Film-Fans kennen das zweite Stück aus Stanley Kubricks »Eyes Wide Shut«. Auf einer Schwierigkeitsskala von 1 bis 10 liegen Ligetis Klavier-Etüden zwischen 11 und 13. »L’Èscalier du diable« (Teufelsleiter) ist – der Name ist Omen genug – teuflisch schwer, ein Labyrinth aus Tönen und Rhythmen, aus dem es keinen Ausweg zu geben scheint.

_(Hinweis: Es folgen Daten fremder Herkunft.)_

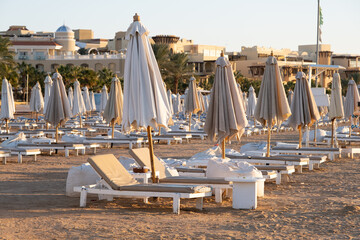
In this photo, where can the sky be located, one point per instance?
(230, 23)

Das »Originalgenie« Carl Philipp Emanuel Bach wurde von Mozart für seinen Einfallsreichtum bewundert, der auch in vermeintlich harmlosen Variationen elegant und virtuos durchklingt. Diese Musik ist voller Überraschungen und geistreichem Humor. Karlheinz Stockhausen war ein radikaler Visionär, der Konventionen und Kompromisse verachtete. Sein Klavierstück V, 1954 in Darmstadt uraufgeführt, ist eine weitere Mutprobe für zehn Finger. Das Stück endet mit einem C-Dur-Klang – eine ideale Überleitung in den C-Dur-Akkord, mit dem die berühmte Waldsteinsonate beginnt. Genau 150 Jahre zuvor hatte ein gewisser Ludwig van Beethoven in Wien damit die Grenzen des pianistisch Machbaren und des musikalisch Notwendigen erweitert.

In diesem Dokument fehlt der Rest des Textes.